Our research methods could serve as a model for ecological studies on other less-studied, threatened, range-restricted amphibians. The conservation actions we recommend could be adapted for other threatened aquatic species, especially those of tropical montane streams, where there is a need for science-based conservation.
Acknowledgements
We express our sincere gratitude to Anslem de Silva, Thasun Amarasinghe, Kelum Manamendra-Arachchi, Mendis Wickramasinghe, the Forest Department, the Department of Wildlife Conservation, the National Museum of Sri Lanka (Sanuja Kasthuriarachchi, Nanda Wickramasinghe, Lankani Somaratne, Manori Nandasena, Chandrika Munasinghe and Rasika Dasanayake), and the Young Zoologists’ Association for help during this study.
Author contributions
SK and SH designed the field sampling protocols.

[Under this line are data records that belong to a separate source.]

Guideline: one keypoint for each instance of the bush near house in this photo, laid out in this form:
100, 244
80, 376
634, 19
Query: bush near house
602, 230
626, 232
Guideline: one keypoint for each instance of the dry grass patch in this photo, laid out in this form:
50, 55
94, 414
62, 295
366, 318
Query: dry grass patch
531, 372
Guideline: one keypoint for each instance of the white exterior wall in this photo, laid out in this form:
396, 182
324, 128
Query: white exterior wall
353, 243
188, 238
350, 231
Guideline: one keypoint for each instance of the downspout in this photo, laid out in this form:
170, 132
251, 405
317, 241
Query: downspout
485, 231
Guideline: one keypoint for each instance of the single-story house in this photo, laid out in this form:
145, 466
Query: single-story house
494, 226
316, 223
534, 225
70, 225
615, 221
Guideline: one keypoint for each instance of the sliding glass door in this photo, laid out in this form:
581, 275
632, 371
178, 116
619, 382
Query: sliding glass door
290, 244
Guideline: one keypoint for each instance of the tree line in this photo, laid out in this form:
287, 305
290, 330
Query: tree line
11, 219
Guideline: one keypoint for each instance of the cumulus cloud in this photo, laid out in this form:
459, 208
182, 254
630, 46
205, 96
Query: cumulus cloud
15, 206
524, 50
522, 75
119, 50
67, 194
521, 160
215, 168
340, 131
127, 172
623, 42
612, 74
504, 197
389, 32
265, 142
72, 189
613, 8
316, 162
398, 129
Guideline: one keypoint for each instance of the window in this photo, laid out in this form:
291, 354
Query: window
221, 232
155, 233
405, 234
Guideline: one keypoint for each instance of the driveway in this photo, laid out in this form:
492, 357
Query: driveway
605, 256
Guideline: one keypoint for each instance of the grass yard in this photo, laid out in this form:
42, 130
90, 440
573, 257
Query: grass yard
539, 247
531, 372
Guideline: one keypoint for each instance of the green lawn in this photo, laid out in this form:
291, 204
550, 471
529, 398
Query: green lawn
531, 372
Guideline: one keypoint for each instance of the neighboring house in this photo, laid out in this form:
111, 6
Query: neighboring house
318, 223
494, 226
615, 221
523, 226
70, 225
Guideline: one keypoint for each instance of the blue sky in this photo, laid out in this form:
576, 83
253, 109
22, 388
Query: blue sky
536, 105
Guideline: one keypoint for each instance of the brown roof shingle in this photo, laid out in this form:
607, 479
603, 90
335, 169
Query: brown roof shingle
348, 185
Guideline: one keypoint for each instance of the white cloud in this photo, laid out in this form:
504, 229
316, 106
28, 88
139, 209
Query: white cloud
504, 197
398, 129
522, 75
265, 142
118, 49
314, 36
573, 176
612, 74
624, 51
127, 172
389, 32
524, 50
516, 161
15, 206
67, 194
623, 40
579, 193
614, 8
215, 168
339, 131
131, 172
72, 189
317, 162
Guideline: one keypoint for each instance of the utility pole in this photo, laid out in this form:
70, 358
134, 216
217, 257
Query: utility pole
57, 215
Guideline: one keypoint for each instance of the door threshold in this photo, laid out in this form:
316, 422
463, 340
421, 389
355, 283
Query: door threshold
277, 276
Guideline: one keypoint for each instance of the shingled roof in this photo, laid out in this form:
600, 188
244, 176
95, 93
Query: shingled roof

SK, DG, MB and MM conducted the fieldwork and data entry. SH and TS conducted the statistical analyses and SH, TS, and SK wrote the article. SH and TS produced the maps, figures and tables. All authors contributed equally in finalizing the manuscript.
Biographical sketches
Suranjan Karunarathna is a field biologist, and his research focuses on herpetofaunal ecology, taxonomy and conservation of threatened species. He is an active member of the IUCN Amphibian Specialist Group. Sujan Henkanaththegedara’s research focuses on the ecology, conservation and taxonomy of aquatic species. Dinesh Gabadage is a field biologist. He studies the distribution of birds and mammals, and promotes wildlife conservation programmes in Sri Lankan communities. Madhava Botejue is the Regional Vice Chairman (South Asia & Iran) of the IUCN Crocodile Specialist Group. His research focuses on the ecology, distribution and conservation of herpetofauna, avifauna and mammals. Majintha Madawala is engaged in numerous habitat restoration and snake rescue programmes and is an active member of the IUCN Crocodile Specialist Group. Thilina Surasinghe’s research interests include landscape-scale biodiversity conservation, freshwater ecology, and conservation of threatened species.